Barclays sold BGI to BlackRock – What does it mean?

Barclays decided to sell its Investment Management group, Barclays Global Investors (BGI) to BlackRock. As part of the deal BlackRock is also getting iShares, the ETF arm of BGI.

After the consolidation BlackRock will boast an asset base of $2.7 trillion, the largest with any single firm. Yet the combined BlackRock will only have 5% of the global Asset Management industry – such is the fragmented nature of the Asset Management industry.

That is precisely the point here. Unlike a steel industry or even a trading business, in Asset Management scale is not necessarily better.

– When the funds get bigger the fund managers find it hard to execute large trades without the price moving against them. It is hard to work a large order. This will make the fund manager to restrict themselves to liquid stocks and there by foregoing other attractive but less liquid stocks.

– Once the firms get large bureaucracy sets in and that restricts investment freedom for fund managers. They will be hamstrung by policies, rules and restricted styles of investing. Frustrated, some may leave.

– As the funds get bigger and invest in larger universe of stocks they will end-up mimicking the broader index.
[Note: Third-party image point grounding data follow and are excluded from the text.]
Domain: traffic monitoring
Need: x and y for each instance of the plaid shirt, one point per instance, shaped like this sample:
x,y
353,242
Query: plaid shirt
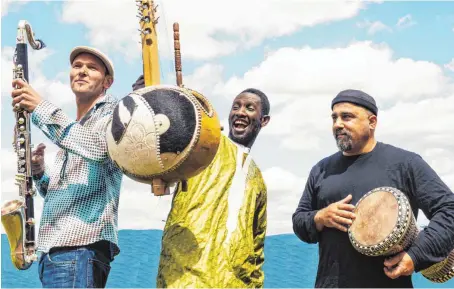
x,y
81,190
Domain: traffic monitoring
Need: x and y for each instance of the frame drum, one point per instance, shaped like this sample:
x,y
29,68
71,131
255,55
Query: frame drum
x,y
385,225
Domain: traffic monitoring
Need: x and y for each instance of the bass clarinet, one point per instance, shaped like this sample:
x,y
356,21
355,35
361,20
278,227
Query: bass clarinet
x,y
18,215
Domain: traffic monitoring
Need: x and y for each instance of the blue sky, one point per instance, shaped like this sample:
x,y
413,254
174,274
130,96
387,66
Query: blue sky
x,y
300,53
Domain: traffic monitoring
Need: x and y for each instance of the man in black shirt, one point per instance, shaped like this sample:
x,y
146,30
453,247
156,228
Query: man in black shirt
x,y
340,180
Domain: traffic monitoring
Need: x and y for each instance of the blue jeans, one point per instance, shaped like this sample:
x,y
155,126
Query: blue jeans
x,y
74,268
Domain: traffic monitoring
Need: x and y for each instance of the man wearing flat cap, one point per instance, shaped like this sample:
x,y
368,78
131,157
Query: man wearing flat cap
x,y
338,181
78,233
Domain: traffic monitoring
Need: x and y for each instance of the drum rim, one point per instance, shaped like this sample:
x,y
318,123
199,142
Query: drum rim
x,y
398,233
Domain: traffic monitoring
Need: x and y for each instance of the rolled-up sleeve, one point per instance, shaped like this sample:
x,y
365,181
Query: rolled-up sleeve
x,y
70,135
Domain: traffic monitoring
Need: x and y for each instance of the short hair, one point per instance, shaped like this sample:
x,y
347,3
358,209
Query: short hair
x,y
263,99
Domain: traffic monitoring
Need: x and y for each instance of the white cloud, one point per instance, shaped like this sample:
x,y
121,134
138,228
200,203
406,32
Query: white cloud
x,y
416,101
305,91
203,35
405,21
374,27
450,65
284,193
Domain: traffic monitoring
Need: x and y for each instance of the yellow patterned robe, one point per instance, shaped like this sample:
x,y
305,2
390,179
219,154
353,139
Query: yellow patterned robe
x,y
206,242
Obviously there will be savings in trading, research and technology expenses but the loss of good investment opportunities outweigh any such benefits. A $1mn fund under a good fund manager will do much better than a $1bn fund with a manager of same caliber.

So why did BlackRock want to buy BGI?

The answer is iShares. Despite all the points I mentioned above – in some areas of asset management scale matters (read passive funds). Some examples are index funds and passive ETFs. iShares focuses on ETFs which makes it attractive to BlackRock. Post consolidation BlackRock can consolidate all the ETFs under iShares platform and reduce the operating expenses.

The acquisition points to an interesting trend taking shape in the asset management industry. Passive investment strategies that try to mimic a benchmark with ultra low expense ratio.